The analysis of PARP3 genomic occupancy by ChIP-chip in the human SK-N-SH cells highlighted a predominant localization of chromatin-associated PARP3 around development genes, and in particular those involved in neurogenesis. Remarkably, an in vivo exploration, in the vertebrate animal model zebrafish, of PARP3 target genes identified in a human cell line revealed that the expression of several of these genes are indeed dependent on the expression of parp3 during zebrafish embryonic development. The expression of parp3 during zebrafish embryogenesis, which has been partially determined by ISH [41], is consistent with Parp3 exerting regulatory functions at these early stages. By the end of gastrulation (10 hpf), parp3 is expressed at a basal level throughout the embryo with a stronger expression in the axis, while during segmentation (10h–16h), parp3 expression is concentrated in the notochord. By 24 hpf, parp3 expression is concentrated in the anterior/head region although not restricted to a specific structure. By knocking down the expression of Parp3 in zebrafish embryos, we readily observed a host of developmental defects within the first 48 hrs after fertilization consistent with impaired regulatory networks at the neural plate border, a region formed at the interface of the neuroectoderm and the non-neural ectoderm in the hindbrain of early embryos.

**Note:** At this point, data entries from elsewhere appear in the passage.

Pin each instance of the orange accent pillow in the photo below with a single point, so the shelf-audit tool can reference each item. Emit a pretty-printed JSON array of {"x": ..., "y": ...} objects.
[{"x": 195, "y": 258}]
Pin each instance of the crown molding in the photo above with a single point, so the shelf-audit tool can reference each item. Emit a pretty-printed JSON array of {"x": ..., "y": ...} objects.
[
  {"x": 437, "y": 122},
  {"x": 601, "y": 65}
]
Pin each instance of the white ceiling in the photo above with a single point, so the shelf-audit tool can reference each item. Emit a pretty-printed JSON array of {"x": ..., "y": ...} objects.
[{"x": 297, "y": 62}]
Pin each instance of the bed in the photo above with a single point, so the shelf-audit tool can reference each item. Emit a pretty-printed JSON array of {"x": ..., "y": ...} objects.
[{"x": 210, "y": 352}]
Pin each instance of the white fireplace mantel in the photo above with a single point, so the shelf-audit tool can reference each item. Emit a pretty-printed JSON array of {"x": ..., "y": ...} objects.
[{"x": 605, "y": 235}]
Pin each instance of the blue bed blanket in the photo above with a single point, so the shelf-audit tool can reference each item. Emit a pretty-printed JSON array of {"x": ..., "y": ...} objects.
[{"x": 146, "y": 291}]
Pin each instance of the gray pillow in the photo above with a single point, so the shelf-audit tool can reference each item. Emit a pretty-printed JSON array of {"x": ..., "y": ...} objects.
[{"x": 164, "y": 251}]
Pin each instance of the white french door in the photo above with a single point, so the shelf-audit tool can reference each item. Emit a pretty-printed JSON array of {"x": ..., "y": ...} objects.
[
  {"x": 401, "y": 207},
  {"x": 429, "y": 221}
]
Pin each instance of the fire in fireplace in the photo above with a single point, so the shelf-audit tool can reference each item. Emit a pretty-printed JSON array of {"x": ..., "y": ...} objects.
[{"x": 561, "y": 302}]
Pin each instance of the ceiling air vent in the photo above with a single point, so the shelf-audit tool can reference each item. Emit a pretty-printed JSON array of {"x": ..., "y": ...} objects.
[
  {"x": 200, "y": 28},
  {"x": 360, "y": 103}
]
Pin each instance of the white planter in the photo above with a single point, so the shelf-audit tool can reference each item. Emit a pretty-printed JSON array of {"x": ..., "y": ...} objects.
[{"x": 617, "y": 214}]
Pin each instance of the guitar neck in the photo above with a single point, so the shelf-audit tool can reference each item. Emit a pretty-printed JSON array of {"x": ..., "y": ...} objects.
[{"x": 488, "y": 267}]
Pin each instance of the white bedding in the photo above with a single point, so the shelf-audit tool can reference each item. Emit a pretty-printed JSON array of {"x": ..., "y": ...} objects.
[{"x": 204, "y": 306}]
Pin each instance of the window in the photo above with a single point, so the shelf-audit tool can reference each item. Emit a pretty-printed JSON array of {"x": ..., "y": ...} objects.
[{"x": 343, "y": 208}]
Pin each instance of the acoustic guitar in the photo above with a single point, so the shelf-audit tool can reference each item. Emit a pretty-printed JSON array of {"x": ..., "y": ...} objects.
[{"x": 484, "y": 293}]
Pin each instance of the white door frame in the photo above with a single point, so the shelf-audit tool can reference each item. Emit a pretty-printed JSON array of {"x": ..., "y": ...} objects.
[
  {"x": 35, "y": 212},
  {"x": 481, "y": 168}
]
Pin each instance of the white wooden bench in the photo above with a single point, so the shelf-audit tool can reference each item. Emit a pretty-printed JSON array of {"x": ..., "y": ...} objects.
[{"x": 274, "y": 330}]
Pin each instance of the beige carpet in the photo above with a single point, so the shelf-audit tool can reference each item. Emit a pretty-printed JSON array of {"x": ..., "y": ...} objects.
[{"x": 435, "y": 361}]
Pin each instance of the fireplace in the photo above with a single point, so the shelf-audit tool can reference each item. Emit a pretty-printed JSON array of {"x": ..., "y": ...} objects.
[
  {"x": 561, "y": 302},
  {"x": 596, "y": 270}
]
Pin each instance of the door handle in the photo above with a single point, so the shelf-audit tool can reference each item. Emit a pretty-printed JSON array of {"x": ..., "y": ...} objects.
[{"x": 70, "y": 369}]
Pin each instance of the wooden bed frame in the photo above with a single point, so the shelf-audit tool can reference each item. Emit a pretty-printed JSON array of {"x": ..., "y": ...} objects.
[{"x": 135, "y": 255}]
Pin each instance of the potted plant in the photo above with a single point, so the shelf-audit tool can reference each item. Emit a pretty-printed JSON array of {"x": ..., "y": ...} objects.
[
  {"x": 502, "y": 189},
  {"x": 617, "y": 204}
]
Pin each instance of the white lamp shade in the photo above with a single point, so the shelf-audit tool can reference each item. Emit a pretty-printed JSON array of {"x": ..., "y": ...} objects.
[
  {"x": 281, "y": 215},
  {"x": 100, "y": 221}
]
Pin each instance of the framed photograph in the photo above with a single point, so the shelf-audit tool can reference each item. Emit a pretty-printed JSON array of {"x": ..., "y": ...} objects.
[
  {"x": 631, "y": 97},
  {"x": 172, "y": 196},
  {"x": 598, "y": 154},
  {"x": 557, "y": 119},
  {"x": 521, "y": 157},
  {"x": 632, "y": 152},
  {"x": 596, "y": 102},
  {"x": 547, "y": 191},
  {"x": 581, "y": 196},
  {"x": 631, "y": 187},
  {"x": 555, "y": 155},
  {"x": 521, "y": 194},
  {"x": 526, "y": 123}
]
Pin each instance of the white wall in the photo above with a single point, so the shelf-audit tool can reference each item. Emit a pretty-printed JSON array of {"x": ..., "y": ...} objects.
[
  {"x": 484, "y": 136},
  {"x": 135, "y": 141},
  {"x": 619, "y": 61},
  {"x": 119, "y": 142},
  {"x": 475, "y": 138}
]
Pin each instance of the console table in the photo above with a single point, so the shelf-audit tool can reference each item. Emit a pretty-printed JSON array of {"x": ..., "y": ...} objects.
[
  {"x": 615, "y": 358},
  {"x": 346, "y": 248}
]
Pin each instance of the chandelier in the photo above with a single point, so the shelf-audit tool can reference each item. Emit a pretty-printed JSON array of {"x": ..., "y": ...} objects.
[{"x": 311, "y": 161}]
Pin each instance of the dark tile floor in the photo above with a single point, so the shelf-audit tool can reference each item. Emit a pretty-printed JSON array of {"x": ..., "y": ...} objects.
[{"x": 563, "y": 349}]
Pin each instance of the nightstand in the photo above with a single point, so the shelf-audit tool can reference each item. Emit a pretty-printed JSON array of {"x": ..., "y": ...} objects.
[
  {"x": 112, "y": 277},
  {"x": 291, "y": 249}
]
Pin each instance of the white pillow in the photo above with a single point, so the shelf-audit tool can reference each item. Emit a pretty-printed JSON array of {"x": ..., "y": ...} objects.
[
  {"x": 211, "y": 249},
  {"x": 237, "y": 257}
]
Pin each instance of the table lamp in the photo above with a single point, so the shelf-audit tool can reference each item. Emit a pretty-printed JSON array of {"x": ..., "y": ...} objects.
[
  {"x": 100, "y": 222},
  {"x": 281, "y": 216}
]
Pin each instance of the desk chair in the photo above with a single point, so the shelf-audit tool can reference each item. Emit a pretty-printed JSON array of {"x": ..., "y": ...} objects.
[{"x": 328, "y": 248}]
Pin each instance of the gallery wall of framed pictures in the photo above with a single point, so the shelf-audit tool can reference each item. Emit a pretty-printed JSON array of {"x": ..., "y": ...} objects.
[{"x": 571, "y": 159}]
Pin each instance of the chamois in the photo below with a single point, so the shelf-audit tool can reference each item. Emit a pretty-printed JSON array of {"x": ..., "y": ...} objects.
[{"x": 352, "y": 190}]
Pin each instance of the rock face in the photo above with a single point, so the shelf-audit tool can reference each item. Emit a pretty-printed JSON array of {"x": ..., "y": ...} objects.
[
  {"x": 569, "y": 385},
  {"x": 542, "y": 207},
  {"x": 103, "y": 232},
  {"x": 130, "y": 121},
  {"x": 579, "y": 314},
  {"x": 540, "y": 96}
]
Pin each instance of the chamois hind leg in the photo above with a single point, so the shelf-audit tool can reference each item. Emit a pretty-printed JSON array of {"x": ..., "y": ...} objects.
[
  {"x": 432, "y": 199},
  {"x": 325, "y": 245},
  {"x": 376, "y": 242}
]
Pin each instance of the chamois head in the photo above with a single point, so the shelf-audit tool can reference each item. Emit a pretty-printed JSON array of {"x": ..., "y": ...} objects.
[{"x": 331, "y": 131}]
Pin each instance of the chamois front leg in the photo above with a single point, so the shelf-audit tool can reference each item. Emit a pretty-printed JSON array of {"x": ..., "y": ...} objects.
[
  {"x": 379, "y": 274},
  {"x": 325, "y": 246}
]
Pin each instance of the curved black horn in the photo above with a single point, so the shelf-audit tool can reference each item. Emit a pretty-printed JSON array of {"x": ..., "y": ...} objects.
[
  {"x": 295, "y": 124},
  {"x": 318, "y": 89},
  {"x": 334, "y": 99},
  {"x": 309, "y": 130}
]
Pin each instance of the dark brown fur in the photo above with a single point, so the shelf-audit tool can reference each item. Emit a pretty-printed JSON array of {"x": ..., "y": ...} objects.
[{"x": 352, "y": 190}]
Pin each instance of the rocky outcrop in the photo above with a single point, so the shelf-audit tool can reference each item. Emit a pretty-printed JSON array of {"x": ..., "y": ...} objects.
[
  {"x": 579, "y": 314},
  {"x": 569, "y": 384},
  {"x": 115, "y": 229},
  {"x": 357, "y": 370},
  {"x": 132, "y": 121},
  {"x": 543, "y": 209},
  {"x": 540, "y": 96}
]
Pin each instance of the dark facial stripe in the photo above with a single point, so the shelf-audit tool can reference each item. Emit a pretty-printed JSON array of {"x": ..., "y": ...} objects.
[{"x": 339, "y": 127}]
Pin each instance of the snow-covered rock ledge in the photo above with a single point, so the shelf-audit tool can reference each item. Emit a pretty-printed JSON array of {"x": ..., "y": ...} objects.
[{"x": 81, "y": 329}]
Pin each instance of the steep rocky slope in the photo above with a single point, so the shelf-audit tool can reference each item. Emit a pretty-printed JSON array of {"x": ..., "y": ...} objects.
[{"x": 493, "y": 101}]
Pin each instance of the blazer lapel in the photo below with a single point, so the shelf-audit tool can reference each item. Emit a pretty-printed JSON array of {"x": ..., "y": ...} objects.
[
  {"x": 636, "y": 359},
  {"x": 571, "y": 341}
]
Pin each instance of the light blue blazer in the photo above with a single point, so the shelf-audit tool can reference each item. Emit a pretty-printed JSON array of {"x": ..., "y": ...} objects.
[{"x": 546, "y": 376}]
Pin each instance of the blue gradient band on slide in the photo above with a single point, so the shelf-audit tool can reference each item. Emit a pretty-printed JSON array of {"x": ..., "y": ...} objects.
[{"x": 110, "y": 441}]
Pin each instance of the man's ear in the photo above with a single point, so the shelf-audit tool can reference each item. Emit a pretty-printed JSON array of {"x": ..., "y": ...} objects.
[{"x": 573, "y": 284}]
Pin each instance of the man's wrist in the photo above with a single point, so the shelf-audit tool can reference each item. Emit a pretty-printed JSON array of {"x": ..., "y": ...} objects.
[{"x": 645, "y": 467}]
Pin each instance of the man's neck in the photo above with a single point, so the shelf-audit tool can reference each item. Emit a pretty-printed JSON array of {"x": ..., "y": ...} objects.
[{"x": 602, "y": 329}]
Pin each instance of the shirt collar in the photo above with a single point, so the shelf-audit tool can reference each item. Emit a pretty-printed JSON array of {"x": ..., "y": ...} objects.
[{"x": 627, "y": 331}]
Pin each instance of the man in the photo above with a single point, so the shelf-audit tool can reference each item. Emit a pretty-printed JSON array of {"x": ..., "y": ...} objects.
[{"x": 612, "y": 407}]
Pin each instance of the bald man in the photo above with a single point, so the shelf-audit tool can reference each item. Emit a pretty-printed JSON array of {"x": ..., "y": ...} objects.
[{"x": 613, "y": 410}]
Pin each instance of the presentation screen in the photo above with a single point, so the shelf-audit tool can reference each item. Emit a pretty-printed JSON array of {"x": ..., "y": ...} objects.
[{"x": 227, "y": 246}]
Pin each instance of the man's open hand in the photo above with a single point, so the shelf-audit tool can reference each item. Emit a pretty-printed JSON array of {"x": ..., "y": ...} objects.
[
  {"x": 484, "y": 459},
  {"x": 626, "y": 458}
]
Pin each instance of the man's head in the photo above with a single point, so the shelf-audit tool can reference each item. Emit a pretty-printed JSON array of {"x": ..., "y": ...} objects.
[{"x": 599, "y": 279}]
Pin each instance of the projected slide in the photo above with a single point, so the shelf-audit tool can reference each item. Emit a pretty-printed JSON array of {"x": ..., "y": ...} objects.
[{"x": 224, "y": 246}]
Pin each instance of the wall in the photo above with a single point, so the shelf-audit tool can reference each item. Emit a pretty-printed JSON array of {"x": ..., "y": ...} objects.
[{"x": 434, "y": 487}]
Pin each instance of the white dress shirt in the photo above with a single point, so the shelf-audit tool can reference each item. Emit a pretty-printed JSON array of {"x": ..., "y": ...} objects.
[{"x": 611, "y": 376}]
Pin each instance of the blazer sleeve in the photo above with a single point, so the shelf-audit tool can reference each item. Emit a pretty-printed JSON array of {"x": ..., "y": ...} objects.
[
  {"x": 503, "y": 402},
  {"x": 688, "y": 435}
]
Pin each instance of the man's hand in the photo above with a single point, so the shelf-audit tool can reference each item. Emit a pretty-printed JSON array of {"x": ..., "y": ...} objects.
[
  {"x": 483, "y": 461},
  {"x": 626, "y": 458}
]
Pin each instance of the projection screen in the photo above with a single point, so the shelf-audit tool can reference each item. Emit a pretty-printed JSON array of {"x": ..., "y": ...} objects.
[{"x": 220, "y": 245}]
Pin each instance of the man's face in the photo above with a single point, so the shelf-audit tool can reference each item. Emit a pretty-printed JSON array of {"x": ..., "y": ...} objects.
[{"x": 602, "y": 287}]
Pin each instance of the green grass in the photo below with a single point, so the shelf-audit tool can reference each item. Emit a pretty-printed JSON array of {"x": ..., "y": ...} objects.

Under the influence of a specific set of transcription factors, multipotent precursor cells of the neural plate border give rise to the preplacodal ectoderm and to precursors of the neural crest cells. Subsequently, an important gene regulatory network orchestrates the formation, migration and differentiation of neural crest cells into cells of the parasympathetic nervous system, melanocytes, smooth muscle cells and craniofacial cartilage, among others [42], [43]. In parallel, the preplacodal ectoderm differentiates into sensory placodes from which are derived all of the cranial sensory ganglia. The SoxE family transcription factors SOX8, SOX9, SOX10 are critical neural crest “specifiers” and also direct proper differentiation of the preplacodal ectoderm together with DLX3 and DLX4 [35], [43]. The identification, in our ChIP-chip screen, of these genes as PARP3 targets therefore suggested that in zebrafish, Parp3 could participate in the specification of the neural plate border, neural crest formation and/or diversification by regulating the expression of these genes. Indeed, the significantly reduced expression of crestin, sox9a, dlx3b, dlx4b and neurod, the absence of inner ears (that take their origin in the preplacodal ectoderm), the delayed pigmentation (melanocytes are derived from neural crest cells) all support key transcriptional regulatory functions for Parp3 in the neural crest and neural plate border of early zebrafish embryos. Furthermore, because the expression of sox9a is already reduced by the end of gastrulation, our results suggest that parp3 is a critical determinant in the specification of the preplacodal ectoderm into otic placodes. Of note, a previous survey of PARP3 expression, in various tissues of adult monkeys, revealed a strong PARP3 expression in neurons of terminal ganglia, already suggesting that PARP3 may contribute to the functions of neurons of the peripheral nervous system [9]. As well, a recent study in a mouse model of multiple sclerosis showing a robust upregulation of PARP3 expression in the spinal cord of mice developing the symptoms of the disease also suggests a role for PARP3 in the central nervous system [44].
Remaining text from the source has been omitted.